”兄貴分”を凌駕したRB、角田裕毅は「信じられないほど速かった」とマルコ困惑…去年と異なる課題に直面するレッドブル
レッドブルのモータースポーツ・アドバイザーを務めるヘルムート・マルコは、姉妹チームのRBの方が遥かに素晴らしいパフォーマンスを発揮した理由の説明がつかないとして、F1シンガポールGPの初日を終えて困惑していることを認めた。
マリーナベイ市街地コースは昨年、レッドブルが唯一、勝利を逃した苦手とするサーキットだが、2024年もその例外ではないようで、セルジオ・ペレスはかろうじて8番手を刻んだが、マックス・フェルスタッペンはトップから1.3秒遅れの15番手で初日を終えた。
対照的にRBは、2回のセッションでともに2台が揃って上位に食い込んだ。角田裕毅はオスカー・ピアストリ(マクラーレン)を0.006秒上回る4番手を記録し、ダニエル・リカルドは6番手をマークした。
ハードタイヤを履いた角田裕毅のベストラップは、同じハードを履いたペレスよりコンマ7秒、フェルスタッペンより1.25秒も速かった。
独MOTORSPORT-TOTALによるとマルコは、「彼らは今回、新しいパーツを持ち込んでいないだけに、どうしてそうなったのか余計に分からない。ユーキはハードタイヤで信じられないほど速かった。

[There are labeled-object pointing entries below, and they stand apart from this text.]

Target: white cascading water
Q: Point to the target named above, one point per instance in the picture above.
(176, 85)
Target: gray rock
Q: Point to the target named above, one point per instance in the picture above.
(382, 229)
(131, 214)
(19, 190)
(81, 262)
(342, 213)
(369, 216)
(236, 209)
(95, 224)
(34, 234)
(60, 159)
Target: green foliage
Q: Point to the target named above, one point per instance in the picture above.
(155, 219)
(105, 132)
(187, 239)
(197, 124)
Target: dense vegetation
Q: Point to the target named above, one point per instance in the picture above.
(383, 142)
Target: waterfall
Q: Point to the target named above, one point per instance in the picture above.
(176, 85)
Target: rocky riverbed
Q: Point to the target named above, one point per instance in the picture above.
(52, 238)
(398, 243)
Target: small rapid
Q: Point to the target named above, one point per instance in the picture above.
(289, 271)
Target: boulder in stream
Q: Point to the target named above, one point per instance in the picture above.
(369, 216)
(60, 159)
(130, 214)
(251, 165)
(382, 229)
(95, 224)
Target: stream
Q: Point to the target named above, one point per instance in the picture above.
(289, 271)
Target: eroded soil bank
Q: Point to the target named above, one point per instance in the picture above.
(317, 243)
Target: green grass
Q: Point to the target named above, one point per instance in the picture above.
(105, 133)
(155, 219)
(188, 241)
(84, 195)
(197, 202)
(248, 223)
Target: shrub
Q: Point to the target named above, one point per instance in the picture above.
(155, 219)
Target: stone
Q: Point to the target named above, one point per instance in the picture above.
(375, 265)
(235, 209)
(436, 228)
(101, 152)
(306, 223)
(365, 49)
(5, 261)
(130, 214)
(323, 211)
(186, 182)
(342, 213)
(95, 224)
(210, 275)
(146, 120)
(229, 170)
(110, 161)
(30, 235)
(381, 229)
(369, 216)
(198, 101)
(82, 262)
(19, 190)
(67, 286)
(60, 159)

説明がつかない」と語り、RBの躍進に驚きを隠さなかった。
「現時点では大いに懸念している。(2日目に向けて)思い切ったことを試みなければならない」
「何も機能していない。マックスのクルマは一切、機能していない。ソフトタイヤでもハードでも、グリップもバランスも全くなかった」
もとよりレッドブルは、簡単な週末になるとは考えていなかったが、それでも前戦アゼルバイジャンGPで改訂版フロアが一定の成果を残しただけに、特にペレスの方は、それなりに楽観的な見通しを持っていた。
マルコは、自身も同じようにある程度の期待を抱いていたことを認め、「だからこそ、悪い意味で驚きだった」と語り、「受け入れられない。競争力を高めるために問題を解決しなければならない。見たところ、我々のペースはコラピントと同じだった」と付け加えた。
昨年大会の敗因は、主にバンピーな路面と縁石にあったが、フェルスタッペンによると今週末はそれよりも、単に全体的なグリップ不足が問題になっているという。
レッドブルは伝統的に、金曜プラクティスでエンジン出力を控えめにするが、この日の不振の原因は別にある。それはタイヤの温度だ。
クリスチャン・ホーナー代表は「マックスはチェコよりもさらに温まらなかった。おそらく、彼が少しダウンフォースを減らして走っていたからだろう。色んなことを試してみたが、何も効果がなかった」と説明した。
ペレスはシングルラップでチームメイトに先行したが、逆にロングランでは安定しなかった。
搭載していた燃料の量が不明であるため、あくまでも参考だが、ハードタイヤを使ったペレスのロングランは5周平均で1分38秒9に過ぎず、角田裕毅は同じハードを履いて8周平均でコンマ1秒速いペースを残した。
2024年F1シンガポールGPの初日FP2をトップで締め括ったのはランド・ノリス(マクラーレン)。2番手シャルル・ルクレール(フェラーリ)を0.058秒差で退けた。
FP3は日本時間9月21日(土)18時30分から、公式予選は同22時から1時間に渡ってマリーナベイ市街地コースで開催される。セッションの模様はDAZNとフジテレビNEXTで生配信・生中継される。